A week ago President Obama, without Congressional approval, committed our armed forces to an international conflict in the nation of Libya. Today Congressman Amash (R-Mich) and I are introducing the RECLAIM Act to reclaim Congressional authority to declare war that is so clearly proscribed in Article One, Section Eight of the Constitution; we urge all members to join our effort. Under the guise of the War Powers Resolution of 1973, President Obama claimed the United States must intervene to “prevent a humanitarian catastrophe and address the threat posed to international peace and security by the crisis in Libya.” While those aims are laudable, we cannot intervene everywhere we find injustice. Constitutionally, it is indisputable that Congress must be consulted prior to an act of war unless there is an imminent threat against this country. The President has not done so. Approval from the Arab League, the EU, and United Nations does not mean the American people approve.
The RECLAIM Act does two simple things: ceases the use of force in, or directed at, the country of Libya by our Armed forces and halts all use of funds used in the force against the country of Libya. This bill DOES NOT allow an open-ended conflict. It DOES NOT leave us vulnerable to a “Tonkin Gulf“, “Nueces Strip” or a “Black Hawk Down” situation, meaning, it does not leave the United States armed forces in a vulnerable situation to be attacked, thus forcing our hand to retaliate.
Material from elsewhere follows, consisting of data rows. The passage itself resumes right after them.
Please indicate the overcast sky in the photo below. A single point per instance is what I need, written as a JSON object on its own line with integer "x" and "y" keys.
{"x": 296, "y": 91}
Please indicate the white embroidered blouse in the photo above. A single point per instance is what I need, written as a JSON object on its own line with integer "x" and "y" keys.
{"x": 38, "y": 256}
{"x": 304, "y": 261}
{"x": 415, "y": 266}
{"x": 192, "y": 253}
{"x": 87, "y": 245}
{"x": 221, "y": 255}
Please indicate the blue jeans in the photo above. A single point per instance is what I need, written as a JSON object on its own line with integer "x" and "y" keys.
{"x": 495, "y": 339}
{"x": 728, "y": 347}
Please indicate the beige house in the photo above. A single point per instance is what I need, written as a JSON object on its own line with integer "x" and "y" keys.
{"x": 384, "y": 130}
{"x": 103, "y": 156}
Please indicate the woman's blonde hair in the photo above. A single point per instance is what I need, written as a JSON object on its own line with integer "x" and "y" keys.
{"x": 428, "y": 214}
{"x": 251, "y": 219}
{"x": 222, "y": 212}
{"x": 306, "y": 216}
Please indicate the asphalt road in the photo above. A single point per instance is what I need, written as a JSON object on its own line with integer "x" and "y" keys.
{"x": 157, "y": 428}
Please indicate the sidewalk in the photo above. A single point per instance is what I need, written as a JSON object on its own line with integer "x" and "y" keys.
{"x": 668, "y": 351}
We’ve already come too close, with one plane having crash-landed–what if those pilots had died or ended up in enemy hands?
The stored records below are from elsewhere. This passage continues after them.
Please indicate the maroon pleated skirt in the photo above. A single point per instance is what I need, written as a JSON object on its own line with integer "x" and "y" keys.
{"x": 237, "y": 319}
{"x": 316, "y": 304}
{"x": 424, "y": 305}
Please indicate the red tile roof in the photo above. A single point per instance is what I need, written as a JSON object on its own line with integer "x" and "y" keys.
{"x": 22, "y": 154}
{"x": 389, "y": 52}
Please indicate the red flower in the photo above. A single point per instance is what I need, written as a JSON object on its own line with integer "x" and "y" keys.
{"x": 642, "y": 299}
Not only are these actions unconstitutional, they are unfathomable when we are facing a $14 trillion debt. The first night of this attack, we fired 112 Tomahawk missiles. Each of these missiles can cost up to $1.5 million. That’s $168 million for one night’s assault. Libya is more than four times the size of Iraq; we spent $2.1 billion a year enforcing a no fly zone there. Estimates to maintain the no-fly zone can cost $100 million to $300 million per week. We cannot afford another open ended conflict overseas.
This is a bipartisan measure to RECLAIM and restore the American peoples’ faith in the balance of power, faith in the constitution, and–when trust in government is at record lows–faith in the United States Congress. Presidents have long abused their prerogative to conduct foreign affairs on behalf of the United States. From Truman intervening in Korea, JFK’s invasion of the Bay of Pigs, Reagan’s involvement in the Iraq-Iran war; George HW Bush in Panama and Somalia; Clinton in Somalia, Kosovo, Serbia; George W. Bush in Pakistan. The American people elected us to serve in a co-equal branch of the federal government. It is time we act like it.